Die sich konsequent anschließenden Schritte zur Praxis (Kapitel 7-9) formulieren die religionspädagogische Aufgabe, „Vorstellungen vom Kreuz [zu] bilden“ (Kapitel 7.), um mit seiner Botschaft „ein neues Verständnis von geglücktem Leben in die Erfahrung der Zweideutigkeit und Heillosigkeit“ (125) hineingeben zu können. Heimbrock besteht auf der Notwendigkeit einer „Verschränkung von intellektueller und ästhetischer Dimension von Bildung“ (126) und kritisiert im Blick auf die Arbeit mit Kindern und Jugendlichen entwicklungspsychogische Entwürfe, die das imaginative Denken und Wahrnehmen stets als Vorstufe abstrakten Denkvermögens beurteilen und visuellen Phänomenen wie gestalterischen Prozessen damit ihren Eigenwert nehmen. Zudem beklagt er eine Ausklammerung ästhetischer und gestalterischer Perspektiven in komplexen Bildungsprozessen an sich.

In einem erneuten Blick in die konkrete Lebenswelt, hier von Schülerinnen und Schülern sowie von Pastorinnen und Pastoren, die unterschiedlichen Gestaltungsformen des Kreuzes in Interviews begegnen, zeigt Heimbrock die Korrelation von ästhetischer Wahrnehmung und theologischer (Heils-)Bedeutung gleichermaßen auf wie die Ambivalenz des Kreuzsymbols, die schon Paulus als Grundspannung formuliert hat. Deutlich stehen am Ende der einzelnen Interviews die persönliche (Neu-)Erschließung von Wirklichkeit von der Kreuzgestalt aus und im Blick auf die geforderten religionspädagogischen Bildungsprozesse die Wertschätzung der Kompetenzen sowohl der Schülerinnen und Schüler als auch der Pastorinnen und Pastoren.

An der Oberfläche (Kapitel 10-12) schließlich wirft Heimbrock einen Blick auf öffentliche und durchaus umstrittene Wahrnehmungen von Kreuz-Gestalten. Dabei stellt er beispielsweise angesichts des Kruzifix-Urteils von 1995 und der parallelen Causa Lautsi in Italien, die 2011 sogar bis vor den Europäischen Gerichtshof für Menschenrechte ging, geläufige Argumente zu einer (Nicht-) Wirkmächtigkeit des Kreuzes enttarnend in Frage.

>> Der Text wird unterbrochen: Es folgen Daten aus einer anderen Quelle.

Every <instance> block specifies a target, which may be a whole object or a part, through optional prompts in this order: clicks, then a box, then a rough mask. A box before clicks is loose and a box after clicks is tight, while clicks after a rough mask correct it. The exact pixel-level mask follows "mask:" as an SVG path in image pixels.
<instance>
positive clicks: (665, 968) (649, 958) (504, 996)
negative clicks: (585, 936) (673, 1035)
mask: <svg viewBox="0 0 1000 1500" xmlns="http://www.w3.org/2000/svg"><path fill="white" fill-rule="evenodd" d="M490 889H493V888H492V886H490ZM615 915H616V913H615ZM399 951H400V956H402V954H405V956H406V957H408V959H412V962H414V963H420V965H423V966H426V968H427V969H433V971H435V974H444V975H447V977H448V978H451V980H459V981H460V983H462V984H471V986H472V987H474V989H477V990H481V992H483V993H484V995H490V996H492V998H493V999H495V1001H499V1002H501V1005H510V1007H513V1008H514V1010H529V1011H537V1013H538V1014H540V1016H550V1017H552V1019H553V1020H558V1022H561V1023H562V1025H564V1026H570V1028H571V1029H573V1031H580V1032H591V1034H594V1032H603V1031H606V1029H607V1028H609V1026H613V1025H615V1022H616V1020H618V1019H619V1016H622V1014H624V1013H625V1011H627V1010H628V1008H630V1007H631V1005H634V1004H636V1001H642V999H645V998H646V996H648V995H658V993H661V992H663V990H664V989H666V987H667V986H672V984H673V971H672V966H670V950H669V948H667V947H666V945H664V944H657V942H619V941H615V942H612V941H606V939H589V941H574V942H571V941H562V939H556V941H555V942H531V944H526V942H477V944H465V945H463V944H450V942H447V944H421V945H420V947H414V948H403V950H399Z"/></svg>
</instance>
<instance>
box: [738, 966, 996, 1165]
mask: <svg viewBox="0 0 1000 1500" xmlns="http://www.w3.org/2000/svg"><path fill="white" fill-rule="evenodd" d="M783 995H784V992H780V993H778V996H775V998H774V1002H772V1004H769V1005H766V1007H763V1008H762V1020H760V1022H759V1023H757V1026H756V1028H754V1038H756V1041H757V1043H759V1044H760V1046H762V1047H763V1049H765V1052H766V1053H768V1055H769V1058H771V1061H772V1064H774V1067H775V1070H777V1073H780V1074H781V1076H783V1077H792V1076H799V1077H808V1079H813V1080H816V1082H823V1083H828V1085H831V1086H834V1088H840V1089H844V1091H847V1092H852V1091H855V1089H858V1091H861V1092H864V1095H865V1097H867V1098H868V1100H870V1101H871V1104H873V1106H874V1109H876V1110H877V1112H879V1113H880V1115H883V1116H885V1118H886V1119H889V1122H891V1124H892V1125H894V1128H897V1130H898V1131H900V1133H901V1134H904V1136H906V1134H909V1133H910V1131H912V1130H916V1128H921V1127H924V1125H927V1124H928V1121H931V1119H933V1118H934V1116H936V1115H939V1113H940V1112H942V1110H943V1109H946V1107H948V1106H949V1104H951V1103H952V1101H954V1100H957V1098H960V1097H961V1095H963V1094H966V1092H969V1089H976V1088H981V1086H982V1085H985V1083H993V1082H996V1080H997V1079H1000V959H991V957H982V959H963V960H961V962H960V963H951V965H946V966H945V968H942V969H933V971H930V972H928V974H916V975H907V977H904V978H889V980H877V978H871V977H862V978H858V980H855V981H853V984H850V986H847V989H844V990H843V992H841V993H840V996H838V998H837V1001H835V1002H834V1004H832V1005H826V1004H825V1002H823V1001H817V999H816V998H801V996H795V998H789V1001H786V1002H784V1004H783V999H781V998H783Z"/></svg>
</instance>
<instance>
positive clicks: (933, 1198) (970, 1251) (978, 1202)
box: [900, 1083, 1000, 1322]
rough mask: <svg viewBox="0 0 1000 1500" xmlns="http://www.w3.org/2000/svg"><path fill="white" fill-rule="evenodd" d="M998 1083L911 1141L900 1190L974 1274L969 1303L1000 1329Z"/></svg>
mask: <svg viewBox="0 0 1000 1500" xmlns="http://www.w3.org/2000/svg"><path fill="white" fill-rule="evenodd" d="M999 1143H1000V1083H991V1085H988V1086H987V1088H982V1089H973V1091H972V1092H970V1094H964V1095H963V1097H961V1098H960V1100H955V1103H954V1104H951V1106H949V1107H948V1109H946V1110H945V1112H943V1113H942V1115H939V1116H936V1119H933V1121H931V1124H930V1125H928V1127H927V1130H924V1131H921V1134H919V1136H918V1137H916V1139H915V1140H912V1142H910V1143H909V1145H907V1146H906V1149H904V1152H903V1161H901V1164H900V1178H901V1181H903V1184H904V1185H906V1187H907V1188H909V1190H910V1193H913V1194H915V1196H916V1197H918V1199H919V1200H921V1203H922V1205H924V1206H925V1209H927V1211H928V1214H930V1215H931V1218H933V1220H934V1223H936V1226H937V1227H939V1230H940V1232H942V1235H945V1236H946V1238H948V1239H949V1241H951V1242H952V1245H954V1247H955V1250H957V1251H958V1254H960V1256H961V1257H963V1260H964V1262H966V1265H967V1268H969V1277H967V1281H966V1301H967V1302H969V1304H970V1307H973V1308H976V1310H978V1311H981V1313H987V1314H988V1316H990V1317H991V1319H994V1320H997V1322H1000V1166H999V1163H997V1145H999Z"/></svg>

Im letzten Kapitel verbindet Heimbrock alle bisher gespannten Fäden noch einmal miteinander und gibt – leider sehr knapp gehaltene – gestalttheologische Anstöße für die Aufgabenfelder Praktischer Theologie. So plädiert er überzeugend für die Aufbrechung einer rein verbalistisch orientierten Seelsorge hin zu einer Praxis der Begegnung; appelliert an eine veränderte und am Gestaltcharakter des Evangeliums orientierte Wahrnehmung von Gottesdienst als Gestalt und Geschehen; macht sich stark für einen neugestalteten und auch performativ gedachten Religionsunterricht.

Im Fazit wünscht Heimbrock „ein realitätsorientiertes Modell Praktischer Theologie“, das das Tun und Sein derjenigen Menschen, die in der Begegnung und Auseinandersetzungen mit Gestalten des Kreuzes aufeinandertreffen, in einem erweiterten Sinne zu verstehen hilft und sich der Wirklichkeitsstiftung durch Kreuzgestalten bewusst ist.